Terres ! - Critique sortie Théâtre
Crédit : Émile Zeizig Légende : « L’image de la guerre face à celle de l’amour. »

Publié le 10 mars 2011 - N° 187

Nino d’Introna, metteur en scène et directeur du Théâtre Nouvelle Génération – CDN de Lyon, porte à la scène Terres ! de Lise Martin. Une jolie réflexion contemporaine et amère sur l’idée toute relative de propriété.

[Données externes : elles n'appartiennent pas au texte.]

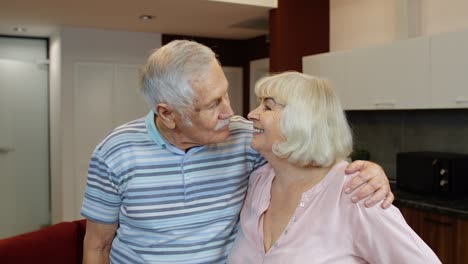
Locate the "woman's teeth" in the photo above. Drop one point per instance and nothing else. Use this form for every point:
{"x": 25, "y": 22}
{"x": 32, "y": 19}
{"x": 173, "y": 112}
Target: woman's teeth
{"x": 258, "y": 130}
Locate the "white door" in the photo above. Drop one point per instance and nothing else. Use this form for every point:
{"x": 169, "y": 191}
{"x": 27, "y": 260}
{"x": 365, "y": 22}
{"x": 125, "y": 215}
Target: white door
{"x": 106, "y": 95}
{"x": 24, "y": 147}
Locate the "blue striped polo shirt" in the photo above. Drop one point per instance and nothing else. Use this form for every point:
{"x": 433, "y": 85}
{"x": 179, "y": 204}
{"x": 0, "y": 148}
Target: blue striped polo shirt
{"x": 171, "y": 206}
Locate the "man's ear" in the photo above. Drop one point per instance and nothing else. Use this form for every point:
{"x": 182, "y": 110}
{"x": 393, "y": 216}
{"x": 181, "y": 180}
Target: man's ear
{"x": 166, "y": 115}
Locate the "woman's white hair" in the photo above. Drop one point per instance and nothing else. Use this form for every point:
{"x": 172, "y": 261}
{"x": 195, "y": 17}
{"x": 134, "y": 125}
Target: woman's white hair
{"x": 313, "y": 123}
{"x": 167, "y": 75}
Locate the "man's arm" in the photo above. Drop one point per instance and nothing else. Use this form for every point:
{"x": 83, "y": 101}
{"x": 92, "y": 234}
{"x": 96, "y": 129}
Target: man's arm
{"x": 97, "y": 242}
{"x": 374, "y": 182}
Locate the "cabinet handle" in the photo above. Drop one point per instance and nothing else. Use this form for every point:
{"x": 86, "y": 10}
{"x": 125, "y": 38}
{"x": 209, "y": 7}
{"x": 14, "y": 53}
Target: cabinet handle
{"x": 386, "y": 104}
{"x": 461, "y": 100}
{"x": 434, "y": 221}
{"x": 5, "y": 150}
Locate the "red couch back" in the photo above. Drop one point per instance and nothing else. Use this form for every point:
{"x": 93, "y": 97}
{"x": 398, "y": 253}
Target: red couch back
{"x": 59, "y": 243}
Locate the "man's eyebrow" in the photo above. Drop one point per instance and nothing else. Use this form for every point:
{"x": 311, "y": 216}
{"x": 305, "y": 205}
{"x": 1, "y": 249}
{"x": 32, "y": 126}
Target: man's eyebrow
{"x": 212, "y": 101}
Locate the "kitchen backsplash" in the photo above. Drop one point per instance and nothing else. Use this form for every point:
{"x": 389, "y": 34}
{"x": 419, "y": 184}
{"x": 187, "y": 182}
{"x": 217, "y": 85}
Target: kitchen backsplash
{"x": 384, "y": 133}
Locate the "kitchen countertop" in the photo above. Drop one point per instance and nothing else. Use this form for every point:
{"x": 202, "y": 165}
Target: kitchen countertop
{"x": 453, "y": 207}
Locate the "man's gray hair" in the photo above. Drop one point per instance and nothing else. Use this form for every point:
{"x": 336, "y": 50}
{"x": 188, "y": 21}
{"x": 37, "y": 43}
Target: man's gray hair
{"x": 167, "y": 75}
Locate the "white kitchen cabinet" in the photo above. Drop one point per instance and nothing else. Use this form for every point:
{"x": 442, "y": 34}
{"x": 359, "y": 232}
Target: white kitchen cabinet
{"x": 331, "y": 66}
{"x": 449, "y": 62}
{"x": 394, "y": 76}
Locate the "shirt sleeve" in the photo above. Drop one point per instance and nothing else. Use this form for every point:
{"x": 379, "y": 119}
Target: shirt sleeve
{"x": 101, "y": 202}
{"x": 383, "y": 236}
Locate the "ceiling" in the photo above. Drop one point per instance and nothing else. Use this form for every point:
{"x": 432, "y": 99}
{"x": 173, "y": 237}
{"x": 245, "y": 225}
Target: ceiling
{"x": 204, "y": 18}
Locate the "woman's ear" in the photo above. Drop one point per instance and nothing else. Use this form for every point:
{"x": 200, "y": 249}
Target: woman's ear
{"x": 166, "y": 115}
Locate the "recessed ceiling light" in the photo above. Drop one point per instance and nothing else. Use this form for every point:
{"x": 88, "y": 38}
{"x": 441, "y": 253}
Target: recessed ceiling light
{"x": 20, "y": 29}
{"x": 146, "y": 17}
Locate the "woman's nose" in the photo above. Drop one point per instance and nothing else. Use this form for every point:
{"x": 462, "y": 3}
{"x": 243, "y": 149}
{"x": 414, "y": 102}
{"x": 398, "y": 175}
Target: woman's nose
{"x": 253, "y": 114}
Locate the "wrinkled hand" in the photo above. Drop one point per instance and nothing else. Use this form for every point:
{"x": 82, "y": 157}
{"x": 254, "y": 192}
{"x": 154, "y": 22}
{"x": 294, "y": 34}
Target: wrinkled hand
{"x": 373, "y": 181}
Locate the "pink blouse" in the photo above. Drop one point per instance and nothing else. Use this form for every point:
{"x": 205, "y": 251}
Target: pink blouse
{"x": 326, "y": 228}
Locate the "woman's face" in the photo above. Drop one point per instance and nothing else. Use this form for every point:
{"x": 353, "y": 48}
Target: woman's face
{"x": 266, "y": 118}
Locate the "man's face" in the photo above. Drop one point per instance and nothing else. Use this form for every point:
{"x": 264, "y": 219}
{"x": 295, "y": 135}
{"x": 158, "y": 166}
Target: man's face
{"x": 211, "y": 109}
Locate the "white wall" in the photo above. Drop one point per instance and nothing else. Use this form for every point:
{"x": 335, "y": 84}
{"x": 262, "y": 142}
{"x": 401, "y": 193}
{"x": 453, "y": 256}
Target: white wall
{"x": 79, "y": 45}
{"x": 363, "y": 23}
{"x": 55, "y": 129}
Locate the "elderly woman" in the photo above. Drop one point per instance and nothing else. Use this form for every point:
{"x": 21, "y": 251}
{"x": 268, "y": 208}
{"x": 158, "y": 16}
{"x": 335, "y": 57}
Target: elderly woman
{"x": 295, "y": 210}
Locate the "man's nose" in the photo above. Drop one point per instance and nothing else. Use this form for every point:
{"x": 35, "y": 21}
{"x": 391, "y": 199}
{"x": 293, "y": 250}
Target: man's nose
{"x": 227, "y": 110}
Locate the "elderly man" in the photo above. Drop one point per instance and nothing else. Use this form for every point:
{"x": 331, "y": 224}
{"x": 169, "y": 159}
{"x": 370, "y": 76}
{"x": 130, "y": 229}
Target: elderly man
{"x": 168, "y": 188}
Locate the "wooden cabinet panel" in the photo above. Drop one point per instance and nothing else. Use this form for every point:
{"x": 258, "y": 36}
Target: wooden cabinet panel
{"x": 462, "y": 241}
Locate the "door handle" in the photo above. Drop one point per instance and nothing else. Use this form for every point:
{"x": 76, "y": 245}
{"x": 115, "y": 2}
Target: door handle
{"x": 6, "y": 150}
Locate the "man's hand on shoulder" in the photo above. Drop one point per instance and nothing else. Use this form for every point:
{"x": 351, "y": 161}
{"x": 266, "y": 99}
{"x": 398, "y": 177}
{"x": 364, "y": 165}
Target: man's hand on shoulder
{"x": 371, "y": 182}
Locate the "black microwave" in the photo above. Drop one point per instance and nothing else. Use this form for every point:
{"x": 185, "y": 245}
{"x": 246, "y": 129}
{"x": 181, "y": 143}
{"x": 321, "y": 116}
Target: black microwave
{"x": 433, "y": 173}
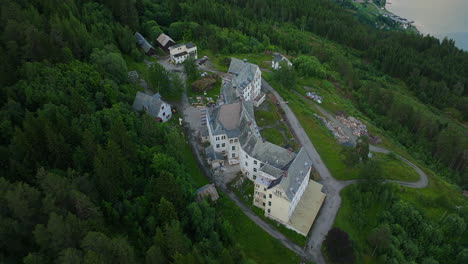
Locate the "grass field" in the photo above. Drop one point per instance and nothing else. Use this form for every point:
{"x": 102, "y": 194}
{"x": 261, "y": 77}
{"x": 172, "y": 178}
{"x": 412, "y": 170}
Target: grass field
{"x": 245, "y": 192}
{"x": 273, "y": 135}
{"x": 357, "y": 234}
{"x": 256, "y": 243}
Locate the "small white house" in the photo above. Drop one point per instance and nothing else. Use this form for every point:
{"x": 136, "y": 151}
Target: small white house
{"x": 180, "y": 52}
{"x": 153, "y": 106}
{"x": 277, "y": 59}
{"x": 246, "y": 80}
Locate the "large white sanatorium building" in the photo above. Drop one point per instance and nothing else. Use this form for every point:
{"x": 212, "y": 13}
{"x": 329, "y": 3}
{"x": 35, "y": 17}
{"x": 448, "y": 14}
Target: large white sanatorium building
{"x": 281, "y": 177}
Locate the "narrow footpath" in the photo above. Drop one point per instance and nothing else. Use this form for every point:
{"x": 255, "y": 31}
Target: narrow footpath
{"x": 331, "y": 187}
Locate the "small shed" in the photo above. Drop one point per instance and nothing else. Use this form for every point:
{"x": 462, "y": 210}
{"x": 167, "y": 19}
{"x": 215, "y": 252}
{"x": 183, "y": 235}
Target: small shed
{"x": 207, "y": 190}
{"x": 214, "y": 158}
{"x": 144, "y": 44}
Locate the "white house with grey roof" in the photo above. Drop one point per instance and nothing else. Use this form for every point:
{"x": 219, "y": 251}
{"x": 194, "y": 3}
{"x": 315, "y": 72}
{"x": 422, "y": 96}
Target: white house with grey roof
{"x": 279, "y": 59}
{"x": 153, "y": 105}
{"x": 180, "y": 52}
{"x": 246, "y": 80}
{"x": 144, "y": 44}
{"x": 281, "y": 177}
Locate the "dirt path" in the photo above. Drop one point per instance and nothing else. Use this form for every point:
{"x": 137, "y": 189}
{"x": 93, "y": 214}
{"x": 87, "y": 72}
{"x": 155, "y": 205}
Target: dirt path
{"x": 331, "y": 187}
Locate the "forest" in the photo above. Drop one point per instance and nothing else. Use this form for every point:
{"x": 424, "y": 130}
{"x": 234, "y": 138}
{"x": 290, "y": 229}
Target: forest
{"x": 82, "y": 174}
{"x": 84, "y": 178}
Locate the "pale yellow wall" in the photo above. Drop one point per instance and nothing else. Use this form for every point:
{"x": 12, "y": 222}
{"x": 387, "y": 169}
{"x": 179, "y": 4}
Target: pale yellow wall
{"x": 279, "y": 206}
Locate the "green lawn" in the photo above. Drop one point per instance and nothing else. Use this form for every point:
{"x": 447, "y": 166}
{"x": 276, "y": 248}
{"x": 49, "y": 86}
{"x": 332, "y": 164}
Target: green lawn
{"x": 273, "y": 135}
{"x": 214, "y": 92}
{"x": 256, "y": 243}
{"x": 198, "y": 178}
{"x": 140, "y": 67}
{"x": 245, "y": 192}
{"x": 358, "y": 234}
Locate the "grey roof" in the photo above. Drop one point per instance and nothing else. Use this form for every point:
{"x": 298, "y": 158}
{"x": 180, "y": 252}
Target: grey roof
{"x": 206, "y": 190}
{"x": 270, "y": 170}
{"x": 229, "y": 93}
{"x": 188, "y": 45}
{"x": 204, "y": 131}
{"x": 163, "y": 39}
{"x": 272, "y": 154}
{"x": 212, "y": 155}
{"x": 142, "y": 42}
{"x": 151, "y": 104}
{"x": 226, "y": 120}
{"x": 278, "y": 57}
{"x": 244, "y": 72}
{"x": 296, "y": 173}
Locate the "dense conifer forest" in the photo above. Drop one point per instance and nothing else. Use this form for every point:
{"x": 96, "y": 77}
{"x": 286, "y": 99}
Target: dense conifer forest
{"x": 84, "y": 179}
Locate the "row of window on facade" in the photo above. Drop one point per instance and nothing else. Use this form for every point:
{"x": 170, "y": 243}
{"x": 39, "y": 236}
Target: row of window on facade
{"x": 222, "y": 137}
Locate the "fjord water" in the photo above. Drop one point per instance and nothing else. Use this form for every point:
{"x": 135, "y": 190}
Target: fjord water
{"x": 440, "y": 18}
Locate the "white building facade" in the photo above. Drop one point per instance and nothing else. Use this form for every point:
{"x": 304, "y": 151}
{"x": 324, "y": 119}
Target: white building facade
{"x": 247, "y": 80}
{"x": 181, "y": 52}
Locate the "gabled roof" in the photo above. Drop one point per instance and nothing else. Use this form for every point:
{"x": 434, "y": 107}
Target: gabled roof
{"x": 207, "y": 190}
{"x": 142, "y": 42}
{"x": 278, "y": 57}
{"x": 187, "y": 45}
{"x": 296, "y": 173}
{"x": 148, "y": 103}
{"x": 163, "y": 39}
{"x": 212, "y": 155}
{"x": 226, "y": 120}
{"x": 244, "y": 72}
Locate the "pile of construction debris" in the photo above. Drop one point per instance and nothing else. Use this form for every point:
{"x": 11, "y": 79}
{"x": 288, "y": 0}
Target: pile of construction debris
{"x": 334, "y": 129}
{"x": 358, "y": 128}
{"x": 317, "y": 98}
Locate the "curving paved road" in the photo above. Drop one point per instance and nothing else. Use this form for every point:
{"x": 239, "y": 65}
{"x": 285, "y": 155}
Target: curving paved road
{"x": 331, "y": 187}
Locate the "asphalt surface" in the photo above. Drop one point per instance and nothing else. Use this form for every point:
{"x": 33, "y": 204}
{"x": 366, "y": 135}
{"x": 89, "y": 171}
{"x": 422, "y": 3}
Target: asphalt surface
{"x": 331, "y": 187}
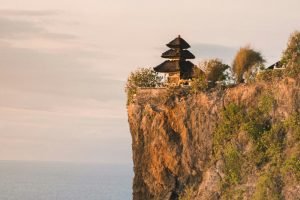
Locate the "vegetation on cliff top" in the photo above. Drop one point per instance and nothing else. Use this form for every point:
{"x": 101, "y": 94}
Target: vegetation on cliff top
{"x": 248, "y": 66}
{"x": 249, "y": 141}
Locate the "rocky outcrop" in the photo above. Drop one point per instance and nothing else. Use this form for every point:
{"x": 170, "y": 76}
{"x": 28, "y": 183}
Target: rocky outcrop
{"x": 173, "y": 143}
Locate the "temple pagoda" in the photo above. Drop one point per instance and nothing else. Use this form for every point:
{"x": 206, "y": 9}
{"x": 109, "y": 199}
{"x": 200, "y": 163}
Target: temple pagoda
{"x": 177, "y": 66}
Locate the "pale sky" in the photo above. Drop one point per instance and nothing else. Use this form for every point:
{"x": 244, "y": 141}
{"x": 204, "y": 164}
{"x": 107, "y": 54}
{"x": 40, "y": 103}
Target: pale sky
{"x": 64, "y": 63}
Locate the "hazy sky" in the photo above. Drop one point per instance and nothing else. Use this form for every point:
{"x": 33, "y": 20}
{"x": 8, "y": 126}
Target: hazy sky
{"x": 63, "y": 64}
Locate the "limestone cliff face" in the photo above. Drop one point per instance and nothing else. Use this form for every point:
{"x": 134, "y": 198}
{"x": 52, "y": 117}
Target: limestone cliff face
{"x": 173, "y": 143}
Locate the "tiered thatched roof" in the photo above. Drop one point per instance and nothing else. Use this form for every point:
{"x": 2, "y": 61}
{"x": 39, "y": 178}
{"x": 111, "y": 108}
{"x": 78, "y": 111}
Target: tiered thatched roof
{"x": 174, "y": 66}
{"x": 177, "y": 55}
{"x": 178, "y": 43}
{"x": 173, "y": 54}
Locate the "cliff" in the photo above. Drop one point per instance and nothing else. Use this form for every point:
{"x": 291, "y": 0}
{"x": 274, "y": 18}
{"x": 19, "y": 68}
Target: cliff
{"x": 235, "y": 143}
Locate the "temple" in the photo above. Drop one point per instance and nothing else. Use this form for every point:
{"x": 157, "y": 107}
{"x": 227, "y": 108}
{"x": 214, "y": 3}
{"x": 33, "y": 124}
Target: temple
{"x": 178, "y": 68}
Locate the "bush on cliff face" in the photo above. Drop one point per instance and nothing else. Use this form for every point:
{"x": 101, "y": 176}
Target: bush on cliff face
{"x": 266, "y": 152}
{"x": 199, "y": 82}
{"x": 246, "y": 63}
{"x": 214, "y": 70}
{"x": 142, "y": 77}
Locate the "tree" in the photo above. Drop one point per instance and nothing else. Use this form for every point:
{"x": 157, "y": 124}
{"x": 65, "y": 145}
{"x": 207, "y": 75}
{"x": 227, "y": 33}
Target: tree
{"x": 199, "y": 82}
{"x": 142, "y": 77}
{"x": 246, "y": 63}
{"x": 291, "y": 56}
{"x": 293, "y": 48}
{"x": 214, "y": 70}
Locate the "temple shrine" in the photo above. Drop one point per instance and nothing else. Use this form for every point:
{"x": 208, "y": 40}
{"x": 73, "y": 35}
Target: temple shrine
{"x": 179, "y": 70}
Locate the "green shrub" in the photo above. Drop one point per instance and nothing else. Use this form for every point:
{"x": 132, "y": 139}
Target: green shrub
{"x": 293, "y": 124}
{"x": 214, "y": 70}
{"x": 291, "y": 56}
{"x": 292, "y": 166}
{"x": 232, "y": 168}
{"x": 246, "y": 63}
{"x": 270, "y": 75}
{"x": 187, "y": 194}
{"x": 199, "y": 82}
{"x": 230, "y": 123}
{"x": 269, "y": 187}
{"x": 142, "y": 77}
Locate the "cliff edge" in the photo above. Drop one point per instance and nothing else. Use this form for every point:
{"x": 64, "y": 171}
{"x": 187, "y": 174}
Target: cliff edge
{"x": 236, "y": 143}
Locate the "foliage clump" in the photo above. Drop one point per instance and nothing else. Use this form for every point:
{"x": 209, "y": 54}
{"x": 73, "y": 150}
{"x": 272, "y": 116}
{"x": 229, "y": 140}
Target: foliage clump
{"x": 291, "y": 56}
{"x": 199, "y": 82}
{"x": 246, "y": 64}
{"x": 142, "y": 77}
{"x": 292, "y": 167}
{"x": 188, "y": 193}
{"x": 266, "y": 152}
{"x": 269, "y": 186}
{"x": 214, "y": 70}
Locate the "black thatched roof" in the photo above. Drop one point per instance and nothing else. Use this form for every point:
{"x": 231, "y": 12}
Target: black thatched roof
{"x": 178, "y": 43}
{"x": 174, "y": 66}
{"x": 181, "y": 54}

Un carré d’ombres cerné de lumière est arpenté en ses quatre côtés par deux nigauds à l’allure improbable, chemise blanche d’été et culotte courte avec un sac à dos jaune sur le dos – un petit fardeau pour le plus grand et un très lourd pour le plus petit -, voilà les figures de deux scouts attardés à la conquête de l’horizon. Kétal (Alexis Jebeile) mène à l’évidence les affaires assez brutalement, une carte géographique à la main ou plutôt un titre de propriété. Aride (Thomas Di Genova) ne fait que le suivre, s’esclaffant devant les paysages qui s’offrent à ses yeux : « Il va falloir que tu t’ouvres à la poésie des grands espaces vierges ». Des paroles qui ne font qu’agacer le prédateur en puissance que l’on devine en Kétal, un donneur d’ordres. C’est la dialectique du maître et de l’esclave dans des rapports de domination que Lise Martin, l’auteur de Terres !, décline à sa façon enfantine et élémentaire. Les lumières basculent et s’inversent, le terre-plein central éblouit le spectateur : une terre apparaît, une sorte d’île sauvage fantasmée pour espaces publicitaires d’agences de voyages. Le sable fin y est jaune et ses crêtes suivent une régularité circulaire digne du reflet des vagues et des marées océaniques qu’on ne voit pas, quoiqu’on puisse être aussi – pourquoi pas – en montagne : « Des arbres fruitiers ! une source ! J’ai tout donné à ce passeur et il ne m’a pas trahi…Nous allons vivre comme aux premiers jours de l’humanité. »
 
La chouette, le vent et la neige
 
Le panneau qui indique la propriété privée pourrait être un obstacle que franchit sans état d’âme l’impudent Kétal : «  Je suis seul avec toi. Cela signifie que je suis chez moi avec toi.» Au centre de l’image paradisiaque, un arbre unique est bien isolé ; il est d’ailleurs dupliqué en ombre chinoise grâce à un feuillage de lumière dans lequel vivent la chouette, le vent et la neige, figure féminine raisonnable (Sarah Marcuse) en métamorphose et en partance constantes. Cette jeune femme ne tient plus à s’attacher quiconque, mais la compagnie du jeune Aride ne lui est pas désagréable… Des bruits de bottes, et l’Autre (Maxime Cella) survient : il revendique à son tour la propriété privée des lieux… Nino d’Introna met en scène avec soin et délicatesse cette ode à la terre universelle, de même que les tensions provoquées par les volontés d’appropriation personnelle des territoires. Terre poétique ou terre paysanne, la terre promise offre un ailleurs parfois décevant aux sociétés lasses de trop d’urbanisation dans des villes chaotiques. La notion de frontière sépare les territoires, et elle mène souvent au conflit. Un proverbe dit : « Qui terre a, guerre a. » La Nature est joliment perçue comme espace de re-création et de tentative de bonheur dans le contact avec la terre, sans oublier les autres hommes.
 
Véronique Hotte


Terres !, de Lise Martin ; mise en scène de Nino d’Introna. Du 1er au 13 mars 2011, représentations scolaires et tous publics. Théâtre de l’Est parisien 159 avenue Gambetta 75020 Paris. Réservations : 01 43 64 80 80. Durée  : 1H Texte publié chez Lansman. À partir de 9 ans.